Recently a big deal has been made about a redo of the 1969 John Wayne Academy Award winning movie, True Grit. To me, anything made in 1969 is not yet quite so ancient that it needs to have it redone to suit modern audiences. Besides, I’ve yet to see a re-make that is better than the original, and that includes Ocean’s Eleven and The Nutty Professor.

What these very wealthy decision makers do not understand is that sometimes genius requires a dash of pathos to go with it. Jeff Bridges is a nice guy and has made a handful of decent movies such as The Last Picture Show (although it wasn’t his to shine), Thunderbolt and Lightfoot (in which he stole away the film from Clint Eastwood), Starman, The Fisher King and The Big Lebowski (in which the shoe was on the other foot, and John Goodman stole all his scenes). Now he takes on John Wayne’s Rooster Cogburn character and critics are oohing and aahing about his adding new dimension to the drunken sheriff who helps a girl take revenge on her daddy’s killers.

This is ridiculous to those of us who spent forty or more years fawning over Wayne’s performances. Memo to critics: No one ever watched a Wayne picture expecting to peel off various layers of character flaw or nuance. We just wanted to see The Duke do what he was paid to do, which was to stand leaning on one hip and declare he wasn’t going to put up with anyone who tried to do him or his friends harm. There were a couple of notable exceptions to his body of work such as The Quiet Man and The Searchers and maybe ironically his last film, The Shootist in which he showed that he was vulnerable to age. Rarely did Wayne disappoint.

What John had that Jeff does not is simply that the camera not only loved him but that it caressed him and made the viewer always sympathetic to the character he played. Wayne’s Rooster- when he swore and put the bit of the reins in his mouth and started galloping across an open field with guns ablaze, you worried if this would be the Duke’s last gunfight. You willed him to succeed and help do justice by the end of the flick. With Jeff you are more witnessing an event and curious to know its outcome but there is no emotional involvement with his character.

Putting all this kidding around aside, no one else can duplicate what or who they were thirty, forty or fifty years earlier. The voice you hear when you speak, the ideas you express may seem the same from way back when but you’re looking from the inside out. Others look at you from the outside in. They see the body spread out more, the slower gait and the reticence of action.

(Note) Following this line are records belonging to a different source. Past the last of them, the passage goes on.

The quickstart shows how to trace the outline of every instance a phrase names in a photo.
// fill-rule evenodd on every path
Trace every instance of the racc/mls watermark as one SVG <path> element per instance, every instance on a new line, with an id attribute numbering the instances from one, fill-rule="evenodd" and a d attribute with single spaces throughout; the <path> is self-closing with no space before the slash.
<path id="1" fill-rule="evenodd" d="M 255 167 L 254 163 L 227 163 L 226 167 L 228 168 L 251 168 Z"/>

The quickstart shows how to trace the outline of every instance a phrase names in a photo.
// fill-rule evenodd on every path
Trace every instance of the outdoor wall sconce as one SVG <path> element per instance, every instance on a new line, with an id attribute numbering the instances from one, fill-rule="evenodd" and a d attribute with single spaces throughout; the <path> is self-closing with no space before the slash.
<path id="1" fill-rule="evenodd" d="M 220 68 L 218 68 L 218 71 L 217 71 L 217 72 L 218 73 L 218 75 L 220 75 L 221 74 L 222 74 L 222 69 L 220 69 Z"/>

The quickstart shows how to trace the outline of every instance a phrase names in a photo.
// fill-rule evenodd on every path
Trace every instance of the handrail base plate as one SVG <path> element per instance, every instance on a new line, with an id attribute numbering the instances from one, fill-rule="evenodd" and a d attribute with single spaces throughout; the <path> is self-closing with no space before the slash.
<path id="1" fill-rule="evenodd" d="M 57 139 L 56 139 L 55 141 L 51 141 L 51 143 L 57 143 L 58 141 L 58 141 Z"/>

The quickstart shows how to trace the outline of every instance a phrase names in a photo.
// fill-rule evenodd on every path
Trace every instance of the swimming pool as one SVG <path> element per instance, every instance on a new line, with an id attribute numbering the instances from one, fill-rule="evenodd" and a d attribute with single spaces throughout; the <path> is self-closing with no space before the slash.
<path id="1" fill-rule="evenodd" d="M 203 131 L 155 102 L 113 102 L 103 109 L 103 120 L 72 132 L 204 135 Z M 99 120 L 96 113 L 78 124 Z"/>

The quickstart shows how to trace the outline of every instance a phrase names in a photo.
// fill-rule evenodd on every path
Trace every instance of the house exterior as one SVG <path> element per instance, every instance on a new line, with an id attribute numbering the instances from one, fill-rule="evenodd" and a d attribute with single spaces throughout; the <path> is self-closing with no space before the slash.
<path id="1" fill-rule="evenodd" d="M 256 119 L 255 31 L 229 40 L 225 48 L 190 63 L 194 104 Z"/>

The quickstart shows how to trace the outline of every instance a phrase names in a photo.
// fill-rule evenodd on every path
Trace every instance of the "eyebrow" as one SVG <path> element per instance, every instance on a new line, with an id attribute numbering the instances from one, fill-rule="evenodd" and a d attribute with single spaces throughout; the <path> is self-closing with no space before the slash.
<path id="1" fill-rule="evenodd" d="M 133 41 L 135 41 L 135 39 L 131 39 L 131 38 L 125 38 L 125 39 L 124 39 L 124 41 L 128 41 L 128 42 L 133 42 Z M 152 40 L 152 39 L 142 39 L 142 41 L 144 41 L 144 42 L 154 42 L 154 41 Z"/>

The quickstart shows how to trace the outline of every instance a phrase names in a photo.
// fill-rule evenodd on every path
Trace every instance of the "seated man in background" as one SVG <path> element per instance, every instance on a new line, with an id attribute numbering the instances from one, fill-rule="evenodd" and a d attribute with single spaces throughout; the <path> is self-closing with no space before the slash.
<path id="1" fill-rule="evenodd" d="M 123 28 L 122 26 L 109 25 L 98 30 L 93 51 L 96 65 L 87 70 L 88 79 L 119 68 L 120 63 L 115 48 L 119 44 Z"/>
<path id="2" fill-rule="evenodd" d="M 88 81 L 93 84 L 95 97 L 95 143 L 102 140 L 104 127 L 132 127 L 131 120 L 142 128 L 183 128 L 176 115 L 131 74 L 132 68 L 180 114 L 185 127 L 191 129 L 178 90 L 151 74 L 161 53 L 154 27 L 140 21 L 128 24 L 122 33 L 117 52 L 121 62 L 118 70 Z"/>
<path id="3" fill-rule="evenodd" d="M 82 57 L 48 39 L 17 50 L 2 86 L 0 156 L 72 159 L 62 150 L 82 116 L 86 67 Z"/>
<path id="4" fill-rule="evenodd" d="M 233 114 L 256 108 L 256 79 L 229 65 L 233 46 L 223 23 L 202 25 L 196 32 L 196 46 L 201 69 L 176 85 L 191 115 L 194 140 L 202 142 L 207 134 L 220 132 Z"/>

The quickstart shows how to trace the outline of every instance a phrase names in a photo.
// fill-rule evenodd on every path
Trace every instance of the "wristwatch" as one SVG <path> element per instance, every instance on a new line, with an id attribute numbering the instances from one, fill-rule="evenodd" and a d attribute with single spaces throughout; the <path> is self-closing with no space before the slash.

The weather gets warmer and you feel like going outside to play catch but whom are you gonna call? Besides, you’ve got work to do in order to pay the out-of-sight health insurance premiums and ever-increasing property tax bills. So, when you get the chance you live vicariously through the twenty- and thirty- something year old athletes to whom they pay astronomical salaries. You watch them do the things you used to do for fun and don’t understand why they think you are nuts because you expect them to be perfect. Yep- no do-overs so enjoy the process while you can.